Right after I finished the first three days of my hike along the Rhine River, I started making plans for the next leg of the trip. This time a dear friend joined me. We packed our backpacks and took the train to Schaffhausen where Day 4 of the ViaRhenana begins.
Day 4: Unlike the last time I started out, we didn’t have to worry about the weather at all. There was nary a drop of rain in sight and so we left the rain gear at home and packed our swimsuits instead. The sun shone brightly in Schaffhausen as we crossed the river and started walking towards Rheinau (14 km / 8.7 mi). In Neuhausen, where the famous Rhine Falls are, we stopped briefly to catch a glimpse of the waterfall. We were passing along the southern bank of the river where the castle is, and the view is not quite as spectacular if you don’t pay to go in. But I highly recommend going in when visiting. Watching the river rush down and around the rocks is an amazing experience.
For the most part, the trail is right along the river in the shade of the trees. As it was a hot day, we were glad we weren’t walking in the bright sun. It is late summer and the trees are slowly changing from bright green to yellow. The light is dappled and golden at times.
Before long we found ourselves in Rheinau. Rheinau is best known for the Rheinau Abbey, a former Benedictine monastery. Today, the monastery is dedicated to music, providing seminars, a hotel and a place to rehearse for musicians and music lovers. We can definitely recommend stopping at the restaurant with the lovely terrace right on the river.
Rheinau also boasts many pretty buildings and is home to the Staatskellerei Zürich, which makes delicious wines. Founded in 1862, the original purpose was to supply hospitals and psychiatric institutions with wine. Today, the company is one of the largest producers of wine in the Canton of Zurich and processes grapes from over 90 vinyards within the Canton.
On a side note, this covered bridge leads to Germany on the other side of the river. On the other side of the bridge customs officers wer checking cars and bicyclists crossing the border. Due to Covid, everything is a bit different at the moment. This part of the river is very quiet and extremely clear. It seems to be a place where scuba divers practice because we saw many either getting into the water or actually swimming below us and under the bridge- their bubbles climbing to the surface a sure giveaway.
Day 5: This was our longest day (20 km / 12.5 mi) from Rheinau to Eglisau, but also the most beautiful. Early in the morning the mist still hung in the trees and over the water.
We left our hotel and walked alongside a vinyard before heading down towards the river. This was once again a day that was spent mostly along the river. First it was through a forest and then later through a nature preserve before it was back into a forest. We were very happy with that, again because it was a hot day.
We actually crossed the river in to Germany.
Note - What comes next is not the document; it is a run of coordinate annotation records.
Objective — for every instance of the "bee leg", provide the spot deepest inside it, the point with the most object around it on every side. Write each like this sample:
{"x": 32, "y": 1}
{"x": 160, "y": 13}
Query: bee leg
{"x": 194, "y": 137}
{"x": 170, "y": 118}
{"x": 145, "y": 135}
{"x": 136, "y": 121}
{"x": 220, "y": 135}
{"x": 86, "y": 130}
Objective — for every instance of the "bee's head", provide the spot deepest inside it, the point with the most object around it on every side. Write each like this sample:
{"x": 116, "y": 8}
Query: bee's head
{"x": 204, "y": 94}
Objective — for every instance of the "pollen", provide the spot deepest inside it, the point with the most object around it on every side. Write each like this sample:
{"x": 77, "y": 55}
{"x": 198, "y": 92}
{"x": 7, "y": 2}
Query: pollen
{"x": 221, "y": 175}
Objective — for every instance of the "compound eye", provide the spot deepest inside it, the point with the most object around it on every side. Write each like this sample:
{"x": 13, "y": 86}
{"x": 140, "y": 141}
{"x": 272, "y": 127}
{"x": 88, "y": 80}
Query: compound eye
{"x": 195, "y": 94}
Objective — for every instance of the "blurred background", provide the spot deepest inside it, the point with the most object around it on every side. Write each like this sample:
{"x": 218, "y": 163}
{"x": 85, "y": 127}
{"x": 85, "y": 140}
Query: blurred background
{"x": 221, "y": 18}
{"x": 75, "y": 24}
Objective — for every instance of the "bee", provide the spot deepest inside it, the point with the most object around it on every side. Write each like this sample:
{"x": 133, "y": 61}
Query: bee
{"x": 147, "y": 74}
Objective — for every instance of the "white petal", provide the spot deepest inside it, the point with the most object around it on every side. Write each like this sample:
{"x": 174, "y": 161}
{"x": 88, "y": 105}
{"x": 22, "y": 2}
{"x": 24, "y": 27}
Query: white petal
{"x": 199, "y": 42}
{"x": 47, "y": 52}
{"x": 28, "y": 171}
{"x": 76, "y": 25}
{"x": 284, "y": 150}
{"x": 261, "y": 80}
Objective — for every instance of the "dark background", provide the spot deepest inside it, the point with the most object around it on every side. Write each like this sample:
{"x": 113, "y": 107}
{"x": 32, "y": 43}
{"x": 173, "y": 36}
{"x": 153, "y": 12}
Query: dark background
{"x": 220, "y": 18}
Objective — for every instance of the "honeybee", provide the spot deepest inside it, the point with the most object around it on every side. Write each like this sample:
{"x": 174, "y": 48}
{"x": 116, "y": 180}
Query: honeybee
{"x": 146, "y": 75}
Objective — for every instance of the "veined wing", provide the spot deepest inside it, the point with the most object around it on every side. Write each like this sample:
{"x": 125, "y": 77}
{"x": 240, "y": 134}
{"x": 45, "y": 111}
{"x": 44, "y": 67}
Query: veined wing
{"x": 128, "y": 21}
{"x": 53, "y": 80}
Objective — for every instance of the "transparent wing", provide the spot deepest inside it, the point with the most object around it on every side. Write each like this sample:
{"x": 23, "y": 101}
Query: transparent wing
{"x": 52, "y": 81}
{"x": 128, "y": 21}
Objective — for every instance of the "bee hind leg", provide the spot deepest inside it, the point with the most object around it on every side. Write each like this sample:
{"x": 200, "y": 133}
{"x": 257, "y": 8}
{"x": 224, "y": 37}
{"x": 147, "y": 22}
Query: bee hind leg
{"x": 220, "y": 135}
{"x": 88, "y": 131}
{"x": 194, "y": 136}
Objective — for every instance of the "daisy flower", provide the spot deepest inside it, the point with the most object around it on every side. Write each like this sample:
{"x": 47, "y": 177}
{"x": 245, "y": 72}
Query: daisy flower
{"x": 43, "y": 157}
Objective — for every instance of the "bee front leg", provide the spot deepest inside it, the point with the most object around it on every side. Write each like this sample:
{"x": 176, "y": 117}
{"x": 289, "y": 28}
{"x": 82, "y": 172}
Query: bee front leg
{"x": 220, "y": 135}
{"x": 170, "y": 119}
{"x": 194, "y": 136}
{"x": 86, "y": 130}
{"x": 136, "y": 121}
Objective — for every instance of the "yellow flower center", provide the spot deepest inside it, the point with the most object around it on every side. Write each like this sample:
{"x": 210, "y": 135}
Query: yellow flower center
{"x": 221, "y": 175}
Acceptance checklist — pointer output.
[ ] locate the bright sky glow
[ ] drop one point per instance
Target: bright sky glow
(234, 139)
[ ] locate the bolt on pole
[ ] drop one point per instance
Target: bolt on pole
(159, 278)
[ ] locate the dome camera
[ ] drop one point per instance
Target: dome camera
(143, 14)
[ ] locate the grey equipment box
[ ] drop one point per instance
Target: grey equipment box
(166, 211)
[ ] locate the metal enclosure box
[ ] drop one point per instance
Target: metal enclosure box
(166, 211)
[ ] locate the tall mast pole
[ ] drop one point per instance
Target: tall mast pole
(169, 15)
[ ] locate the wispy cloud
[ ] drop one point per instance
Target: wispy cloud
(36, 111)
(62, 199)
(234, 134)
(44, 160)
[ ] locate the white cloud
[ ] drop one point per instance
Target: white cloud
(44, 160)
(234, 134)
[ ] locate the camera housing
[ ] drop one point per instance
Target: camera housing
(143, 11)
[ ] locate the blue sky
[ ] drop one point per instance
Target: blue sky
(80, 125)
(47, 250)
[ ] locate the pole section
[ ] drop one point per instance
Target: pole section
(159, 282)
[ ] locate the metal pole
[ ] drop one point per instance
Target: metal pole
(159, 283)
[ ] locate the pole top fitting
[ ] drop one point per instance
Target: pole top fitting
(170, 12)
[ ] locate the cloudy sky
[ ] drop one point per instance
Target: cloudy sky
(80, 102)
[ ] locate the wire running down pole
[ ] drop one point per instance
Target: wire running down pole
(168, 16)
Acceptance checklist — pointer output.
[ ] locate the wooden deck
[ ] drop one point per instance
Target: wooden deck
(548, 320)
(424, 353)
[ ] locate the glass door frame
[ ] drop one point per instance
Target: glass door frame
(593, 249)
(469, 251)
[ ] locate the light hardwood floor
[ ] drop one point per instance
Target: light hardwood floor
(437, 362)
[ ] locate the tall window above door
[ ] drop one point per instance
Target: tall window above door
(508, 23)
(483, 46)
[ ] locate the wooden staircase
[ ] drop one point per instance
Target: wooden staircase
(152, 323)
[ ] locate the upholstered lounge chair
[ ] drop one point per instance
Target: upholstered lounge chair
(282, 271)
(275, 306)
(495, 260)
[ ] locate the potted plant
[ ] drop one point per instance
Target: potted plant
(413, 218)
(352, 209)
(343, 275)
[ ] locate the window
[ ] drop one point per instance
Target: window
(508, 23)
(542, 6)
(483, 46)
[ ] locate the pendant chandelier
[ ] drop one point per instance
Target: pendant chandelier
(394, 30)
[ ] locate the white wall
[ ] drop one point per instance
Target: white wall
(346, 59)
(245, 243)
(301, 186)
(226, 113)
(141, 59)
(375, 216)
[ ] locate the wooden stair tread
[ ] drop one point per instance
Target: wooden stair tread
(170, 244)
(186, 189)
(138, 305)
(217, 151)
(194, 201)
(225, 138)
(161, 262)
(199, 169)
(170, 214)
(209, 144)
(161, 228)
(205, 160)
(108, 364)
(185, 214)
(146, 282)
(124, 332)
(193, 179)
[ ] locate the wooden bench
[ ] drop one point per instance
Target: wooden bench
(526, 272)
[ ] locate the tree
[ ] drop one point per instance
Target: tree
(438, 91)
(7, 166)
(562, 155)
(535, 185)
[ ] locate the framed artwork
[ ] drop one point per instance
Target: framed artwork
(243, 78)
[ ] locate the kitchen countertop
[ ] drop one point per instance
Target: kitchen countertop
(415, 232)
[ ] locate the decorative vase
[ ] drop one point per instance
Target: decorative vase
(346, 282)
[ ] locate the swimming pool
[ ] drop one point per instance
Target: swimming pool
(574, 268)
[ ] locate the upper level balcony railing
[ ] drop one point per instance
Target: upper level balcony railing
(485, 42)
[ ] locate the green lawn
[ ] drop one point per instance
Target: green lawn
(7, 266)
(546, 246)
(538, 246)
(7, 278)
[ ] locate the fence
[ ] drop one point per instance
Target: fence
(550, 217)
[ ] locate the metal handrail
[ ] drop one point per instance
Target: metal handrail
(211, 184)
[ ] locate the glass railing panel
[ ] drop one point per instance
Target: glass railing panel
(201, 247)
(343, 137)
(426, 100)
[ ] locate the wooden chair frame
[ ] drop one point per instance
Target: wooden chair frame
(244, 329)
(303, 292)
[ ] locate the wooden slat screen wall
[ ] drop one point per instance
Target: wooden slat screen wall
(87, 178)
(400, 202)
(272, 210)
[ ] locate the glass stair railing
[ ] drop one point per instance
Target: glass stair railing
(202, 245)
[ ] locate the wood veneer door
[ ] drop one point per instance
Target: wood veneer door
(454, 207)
Unlike last time, the ferry was up and running. But we didn’t spend much time in Germany and within three minutes we were already back in Switzerland. But we did have a bit of fun straddling the border and standing in both countries at the same time. This is where the nature preserve began and we saw many birds, fish, lizards and frogs.
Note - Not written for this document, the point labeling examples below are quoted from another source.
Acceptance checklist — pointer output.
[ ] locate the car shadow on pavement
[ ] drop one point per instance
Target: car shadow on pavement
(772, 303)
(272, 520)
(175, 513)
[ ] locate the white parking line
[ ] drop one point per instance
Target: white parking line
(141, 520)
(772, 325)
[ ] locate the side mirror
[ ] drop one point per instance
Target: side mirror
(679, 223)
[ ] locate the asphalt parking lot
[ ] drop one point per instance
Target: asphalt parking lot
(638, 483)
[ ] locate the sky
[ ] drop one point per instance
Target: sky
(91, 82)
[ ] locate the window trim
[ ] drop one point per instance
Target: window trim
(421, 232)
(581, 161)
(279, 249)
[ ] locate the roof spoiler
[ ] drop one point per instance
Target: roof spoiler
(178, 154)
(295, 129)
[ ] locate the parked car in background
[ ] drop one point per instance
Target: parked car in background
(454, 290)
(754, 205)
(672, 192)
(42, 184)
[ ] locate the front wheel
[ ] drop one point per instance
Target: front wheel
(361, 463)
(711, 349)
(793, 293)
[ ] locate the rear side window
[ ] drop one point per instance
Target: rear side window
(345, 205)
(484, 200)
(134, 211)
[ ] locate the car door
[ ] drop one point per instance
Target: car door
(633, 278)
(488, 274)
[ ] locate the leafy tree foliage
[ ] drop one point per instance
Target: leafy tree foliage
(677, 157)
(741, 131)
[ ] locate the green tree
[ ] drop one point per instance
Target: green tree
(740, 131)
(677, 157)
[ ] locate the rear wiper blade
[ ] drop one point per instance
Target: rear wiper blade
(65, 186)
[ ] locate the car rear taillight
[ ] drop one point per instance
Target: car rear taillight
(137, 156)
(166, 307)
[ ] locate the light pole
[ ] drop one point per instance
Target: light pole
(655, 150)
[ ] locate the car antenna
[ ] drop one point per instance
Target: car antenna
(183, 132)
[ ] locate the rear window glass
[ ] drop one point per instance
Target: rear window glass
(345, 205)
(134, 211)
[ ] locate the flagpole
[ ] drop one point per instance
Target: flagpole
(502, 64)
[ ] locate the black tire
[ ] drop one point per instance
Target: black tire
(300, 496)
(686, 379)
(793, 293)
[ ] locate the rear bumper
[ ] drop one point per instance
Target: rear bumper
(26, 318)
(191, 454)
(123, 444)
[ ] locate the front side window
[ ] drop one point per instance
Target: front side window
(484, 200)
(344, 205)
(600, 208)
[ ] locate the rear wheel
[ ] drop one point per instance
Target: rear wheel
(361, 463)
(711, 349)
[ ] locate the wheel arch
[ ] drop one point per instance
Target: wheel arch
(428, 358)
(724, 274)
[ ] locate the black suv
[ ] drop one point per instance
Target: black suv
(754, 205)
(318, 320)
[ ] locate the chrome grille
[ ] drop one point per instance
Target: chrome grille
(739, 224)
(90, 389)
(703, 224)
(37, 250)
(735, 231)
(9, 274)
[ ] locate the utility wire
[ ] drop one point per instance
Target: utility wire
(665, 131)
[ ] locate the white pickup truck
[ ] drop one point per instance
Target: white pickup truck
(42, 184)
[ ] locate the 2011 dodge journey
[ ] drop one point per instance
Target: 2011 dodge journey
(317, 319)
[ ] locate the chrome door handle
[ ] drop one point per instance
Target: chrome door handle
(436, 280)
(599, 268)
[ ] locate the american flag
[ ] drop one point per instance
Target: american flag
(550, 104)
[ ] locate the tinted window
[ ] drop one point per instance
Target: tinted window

Shortly before noon, we found ourselves in a small village and were talking about stopping to drink something cool. At that moment, we passed a gelateria which would be opening in 15 minutes. Not one to say no to ice cream, especially if it creeps up on me like that, we sat down at the side of the road, ate our lunchtime snack and then treated ourselves to delicious Italian gelato. It was hard not to just stay there and eat more ice cream. But we knew that a dip in the cool river was waiting for us in Eglisau and on we went.
Day 6: This leg of the trip from Eglisau to Rümikon (14 km / 8.7 mi) was trying. Not only was it not particularly scenic, it was loud due to the trail running parallel to the highway and it was beneath the approach path area for airplanes preparing to land Zurich Airport. It was bothersome and knowing that there are still less flights now than there usually are, made it worse. I can’t even begin to imagine what it must be like when airport operation is at 100%. As we sat in Kaiseraugst, a pretty little town, we decided to cut the hike short and not hike all the way to Bad Zurzach as originally planned. In the end, it was a very good idea. Looking at the map, we didn’t miss out on anything at all. The trail would have continued on along the highway and through an industrial area.
Once I was home again, I took another long look at the map and decided to leave out Day 7. This leg of the trip is 31 km / 19 mi and not only doesn’t run along the river for a large portion of the trail, but is parallel to the highway and the railroad tracks. It also passes a nuclear power plant for good measure. I think I can skip this portion of the hike with a clear conscience and finish the hike in another three-day jaunt.
Thank you to my dear friend for joining me, and I can’t wait for our next hike together!
Paulangelo Gelateria: Perfectly creamy and delicious gelato.